An Efficient Hybrid Sparse Attention with CPU-GPU Parallelism for Long-Context Inference

Fluxion, a new hybrid CPU-GPU system, optimizes long-context inference by efficiently managing key-value caches split between host and GPU memory. The approach delivers 1.5x-3.7x speedup over existing baselines while maintaining near-baseline accuracy, addressing a critical bottleneck in modern large language model deployment.

Long-context inference has become a critical challenge in deploying large language models, particularly as sequence lengths push beyond GPU memory capacity. Fluxion addresses this by introducing a hybrid architecture that smartly distributes computation between CPU and GPU resources, solving a problem that has plagued production deployments. The system recognizes that block-sparse attention alone cannot achieve efficiency gains—the real bottleneck emerges from PCIe bandwidth limitations and coordination overhead between devices.

The technical approach centers on three coordinated mechanisms: output-aware budgeting that allocates KV cache space intelligently, head-specific sparse configurations that adapt to different attention patterns, and cross-device scheduling that minimizes GPU idle time. This multi-faceted optimization reflects a mature understanding of modern inference constraints. Traditional GPU-only designs waste expensive accelerator resources waiting for data transfer, while naive CPU-GPU splits create synchronization bottlenecks.

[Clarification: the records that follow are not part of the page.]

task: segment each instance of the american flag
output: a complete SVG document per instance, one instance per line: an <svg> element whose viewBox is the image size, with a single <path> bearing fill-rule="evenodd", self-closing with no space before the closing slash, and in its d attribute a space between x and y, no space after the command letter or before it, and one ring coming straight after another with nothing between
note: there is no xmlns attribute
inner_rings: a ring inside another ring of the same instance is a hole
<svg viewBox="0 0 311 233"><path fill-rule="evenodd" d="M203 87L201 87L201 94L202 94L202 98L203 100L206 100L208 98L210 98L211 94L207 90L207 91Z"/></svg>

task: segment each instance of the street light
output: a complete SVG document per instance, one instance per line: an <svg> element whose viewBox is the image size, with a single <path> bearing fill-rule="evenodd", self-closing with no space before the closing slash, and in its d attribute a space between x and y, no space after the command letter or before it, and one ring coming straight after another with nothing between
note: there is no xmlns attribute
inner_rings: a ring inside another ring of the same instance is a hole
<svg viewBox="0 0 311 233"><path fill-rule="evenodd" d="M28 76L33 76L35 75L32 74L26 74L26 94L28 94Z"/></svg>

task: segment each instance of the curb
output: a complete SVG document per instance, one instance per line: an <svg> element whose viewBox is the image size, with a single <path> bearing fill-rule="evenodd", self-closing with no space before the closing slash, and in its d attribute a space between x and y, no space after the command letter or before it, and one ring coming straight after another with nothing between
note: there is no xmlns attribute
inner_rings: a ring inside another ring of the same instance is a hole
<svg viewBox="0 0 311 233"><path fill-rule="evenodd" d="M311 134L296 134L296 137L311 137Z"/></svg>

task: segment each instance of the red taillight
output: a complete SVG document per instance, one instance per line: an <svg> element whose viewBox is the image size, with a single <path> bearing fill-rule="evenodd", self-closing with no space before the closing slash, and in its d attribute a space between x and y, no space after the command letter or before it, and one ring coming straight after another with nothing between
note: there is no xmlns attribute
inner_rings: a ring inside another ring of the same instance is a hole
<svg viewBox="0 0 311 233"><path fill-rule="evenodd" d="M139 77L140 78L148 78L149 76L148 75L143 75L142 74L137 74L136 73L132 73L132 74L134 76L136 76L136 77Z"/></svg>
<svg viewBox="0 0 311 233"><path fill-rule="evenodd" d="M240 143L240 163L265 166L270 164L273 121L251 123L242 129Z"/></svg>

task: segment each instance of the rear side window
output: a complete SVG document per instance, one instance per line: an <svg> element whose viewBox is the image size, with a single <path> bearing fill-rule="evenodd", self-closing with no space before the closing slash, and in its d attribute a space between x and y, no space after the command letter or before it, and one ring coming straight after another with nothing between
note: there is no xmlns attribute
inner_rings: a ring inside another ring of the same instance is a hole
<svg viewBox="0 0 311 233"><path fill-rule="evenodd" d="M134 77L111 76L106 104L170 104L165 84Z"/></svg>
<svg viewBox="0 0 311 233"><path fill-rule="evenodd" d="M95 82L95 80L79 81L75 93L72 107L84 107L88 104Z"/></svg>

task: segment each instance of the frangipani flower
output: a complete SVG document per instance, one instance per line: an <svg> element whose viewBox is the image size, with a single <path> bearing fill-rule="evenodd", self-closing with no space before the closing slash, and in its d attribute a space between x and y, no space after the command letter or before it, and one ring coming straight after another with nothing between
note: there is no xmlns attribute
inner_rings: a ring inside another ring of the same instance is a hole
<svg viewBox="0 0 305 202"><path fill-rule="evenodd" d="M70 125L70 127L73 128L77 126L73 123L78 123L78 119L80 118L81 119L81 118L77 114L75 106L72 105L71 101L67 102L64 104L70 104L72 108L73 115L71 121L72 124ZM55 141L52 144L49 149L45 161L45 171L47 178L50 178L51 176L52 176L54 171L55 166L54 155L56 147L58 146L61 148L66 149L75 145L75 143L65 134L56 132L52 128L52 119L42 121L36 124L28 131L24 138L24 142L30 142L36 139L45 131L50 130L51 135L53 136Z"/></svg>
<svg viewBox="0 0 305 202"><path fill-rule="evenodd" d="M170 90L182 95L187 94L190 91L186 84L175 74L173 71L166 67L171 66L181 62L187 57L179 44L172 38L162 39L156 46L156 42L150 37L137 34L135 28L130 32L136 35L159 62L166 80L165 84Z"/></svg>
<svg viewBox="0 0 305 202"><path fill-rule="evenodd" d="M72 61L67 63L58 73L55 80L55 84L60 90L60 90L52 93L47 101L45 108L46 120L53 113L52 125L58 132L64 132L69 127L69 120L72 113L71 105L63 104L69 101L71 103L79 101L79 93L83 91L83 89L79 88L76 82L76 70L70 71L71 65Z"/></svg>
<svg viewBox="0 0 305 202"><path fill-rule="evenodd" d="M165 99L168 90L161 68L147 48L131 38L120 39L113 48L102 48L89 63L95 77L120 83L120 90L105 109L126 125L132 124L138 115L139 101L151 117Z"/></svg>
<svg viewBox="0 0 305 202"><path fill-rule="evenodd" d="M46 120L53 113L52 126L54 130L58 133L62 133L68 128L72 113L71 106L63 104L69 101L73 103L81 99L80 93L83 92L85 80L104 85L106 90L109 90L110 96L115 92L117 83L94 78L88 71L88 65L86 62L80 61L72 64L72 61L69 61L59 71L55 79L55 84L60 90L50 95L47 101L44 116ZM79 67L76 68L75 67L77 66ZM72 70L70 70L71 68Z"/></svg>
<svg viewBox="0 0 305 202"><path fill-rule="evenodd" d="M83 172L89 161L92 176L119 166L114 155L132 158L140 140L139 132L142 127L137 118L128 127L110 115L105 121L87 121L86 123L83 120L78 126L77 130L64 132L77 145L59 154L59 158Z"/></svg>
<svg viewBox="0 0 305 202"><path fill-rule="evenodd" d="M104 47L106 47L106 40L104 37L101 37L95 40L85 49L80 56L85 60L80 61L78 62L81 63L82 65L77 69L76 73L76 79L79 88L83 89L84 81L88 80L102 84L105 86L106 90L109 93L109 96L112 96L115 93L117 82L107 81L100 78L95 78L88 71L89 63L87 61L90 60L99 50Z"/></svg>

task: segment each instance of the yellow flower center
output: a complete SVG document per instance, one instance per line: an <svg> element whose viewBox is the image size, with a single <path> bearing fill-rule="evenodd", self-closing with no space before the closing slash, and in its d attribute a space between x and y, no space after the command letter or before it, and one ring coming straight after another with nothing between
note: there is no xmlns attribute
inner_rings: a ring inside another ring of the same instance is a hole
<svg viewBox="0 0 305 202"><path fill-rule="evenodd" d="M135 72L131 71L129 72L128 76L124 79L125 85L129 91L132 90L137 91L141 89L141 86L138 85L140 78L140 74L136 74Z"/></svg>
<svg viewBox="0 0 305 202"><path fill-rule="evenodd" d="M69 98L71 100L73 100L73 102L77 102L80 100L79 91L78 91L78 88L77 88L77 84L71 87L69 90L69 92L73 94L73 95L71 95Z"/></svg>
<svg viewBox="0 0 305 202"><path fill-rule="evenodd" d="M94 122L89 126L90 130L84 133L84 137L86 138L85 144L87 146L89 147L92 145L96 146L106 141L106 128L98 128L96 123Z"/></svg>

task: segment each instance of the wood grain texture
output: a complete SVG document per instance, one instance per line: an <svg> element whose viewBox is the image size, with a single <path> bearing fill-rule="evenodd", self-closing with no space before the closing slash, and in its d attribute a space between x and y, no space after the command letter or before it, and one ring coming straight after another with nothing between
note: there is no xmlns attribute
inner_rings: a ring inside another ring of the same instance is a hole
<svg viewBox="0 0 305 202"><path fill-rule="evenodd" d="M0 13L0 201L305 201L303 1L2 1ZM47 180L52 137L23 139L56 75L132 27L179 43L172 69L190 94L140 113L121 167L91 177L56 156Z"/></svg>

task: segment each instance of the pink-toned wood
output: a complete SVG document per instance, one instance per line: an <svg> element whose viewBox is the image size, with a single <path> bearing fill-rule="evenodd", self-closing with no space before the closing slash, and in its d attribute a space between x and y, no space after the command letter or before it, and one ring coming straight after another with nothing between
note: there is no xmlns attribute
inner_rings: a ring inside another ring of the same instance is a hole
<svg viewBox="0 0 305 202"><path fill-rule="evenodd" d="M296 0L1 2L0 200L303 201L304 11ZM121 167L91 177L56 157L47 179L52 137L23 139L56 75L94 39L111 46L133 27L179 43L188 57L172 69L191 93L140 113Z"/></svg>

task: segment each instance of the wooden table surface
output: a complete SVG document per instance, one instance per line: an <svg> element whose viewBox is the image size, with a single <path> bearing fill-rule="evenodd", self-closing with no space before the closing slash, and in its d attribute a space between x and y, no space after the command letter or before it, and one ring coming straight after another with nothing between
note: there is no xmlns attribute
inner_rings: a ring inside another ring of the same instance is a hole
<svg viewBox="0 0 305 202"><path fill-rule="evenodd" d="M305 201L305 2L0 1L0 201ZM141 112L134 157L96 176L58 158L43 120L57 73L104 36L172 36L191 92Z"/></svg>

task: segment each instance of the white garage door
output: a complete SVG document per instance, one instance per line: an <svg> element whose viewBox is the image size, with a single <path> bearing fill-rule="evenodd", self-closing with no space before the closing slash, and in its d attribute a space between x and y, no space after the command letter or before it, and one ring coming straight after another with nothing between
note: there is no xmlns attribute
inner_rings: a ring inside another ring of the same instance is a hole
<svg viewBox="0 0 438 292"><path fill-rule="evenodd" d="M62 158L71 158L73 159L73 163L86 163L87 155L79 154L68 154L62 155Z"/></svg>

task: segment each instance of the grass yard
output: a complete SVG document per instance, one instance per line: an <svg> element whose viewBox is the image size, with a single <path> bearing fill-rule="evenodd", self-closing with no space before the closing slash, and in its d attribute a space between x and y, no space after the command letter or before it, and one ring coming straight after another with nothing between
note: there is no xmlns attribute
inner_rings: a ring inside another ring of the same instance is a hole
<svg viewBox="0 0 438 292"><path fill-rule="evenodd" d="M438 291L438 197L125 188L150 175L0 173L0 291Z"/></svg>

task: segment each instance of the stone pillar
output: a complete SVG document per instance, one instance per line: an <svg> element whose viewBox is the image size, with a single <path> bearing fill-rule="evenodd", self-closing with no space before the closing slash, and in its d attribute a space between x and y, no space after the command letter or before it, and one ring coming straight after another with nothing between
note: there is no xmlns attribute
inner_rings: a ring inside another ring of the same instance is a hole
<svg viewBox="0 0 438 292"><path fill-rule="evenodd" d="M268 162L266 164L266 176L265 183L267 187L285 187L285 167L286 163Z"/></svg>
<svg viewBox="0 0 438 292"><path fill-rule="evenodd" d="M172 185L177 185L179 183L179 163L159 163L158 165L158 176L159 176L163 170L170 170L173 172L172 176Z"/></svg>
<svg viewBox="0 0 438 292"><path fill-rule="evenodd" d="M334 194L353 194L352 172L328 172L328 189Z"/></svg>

For the AI infrastructure industry, Fluxion's results carry significant implications. The 1.5x-3.7x speedup with minimal accuracy loss (only -0.26 relative degradation) suggests that disaggregated inference systems using consumer-grade interconnects can approach the efficiency of tightly-coupled architectures. This matters for cloud providers managing inference at scale and for edge deployment scenarios where GPU memory remains constrained.

The validation across multiple models and benchmarks strengthens the findings, though practical adoption depends on implementation complexity and framework integration. The work exemplifies how systems-level optimization—rather than algorithmic innovation alone—continues to unlock efficiency gains in LLM deployment, a trend likely to accelerate as context windows expand beyond current limits.

• →Fluxion achieves 1.5x-3.7x speedup over hybrid sparse baselines for long-context inference with minimal accuracy loss.
• →Hybrid CPU-GPU design with coordinated execution outperforms GPU-only sparse attention when KV caches exceed GPU memory.
• →Output-aware budgeting and head-specific sparse configuration enable fine-grained optimization of inference efficiency.
• →PCIe bandwidth and CPU-side bottlenecks remain critical constraints that architecture-level coordination can address.
• →Production LLM deployments may reduce inference costs significantly by leveraging CPU-resident KV caches efficiently.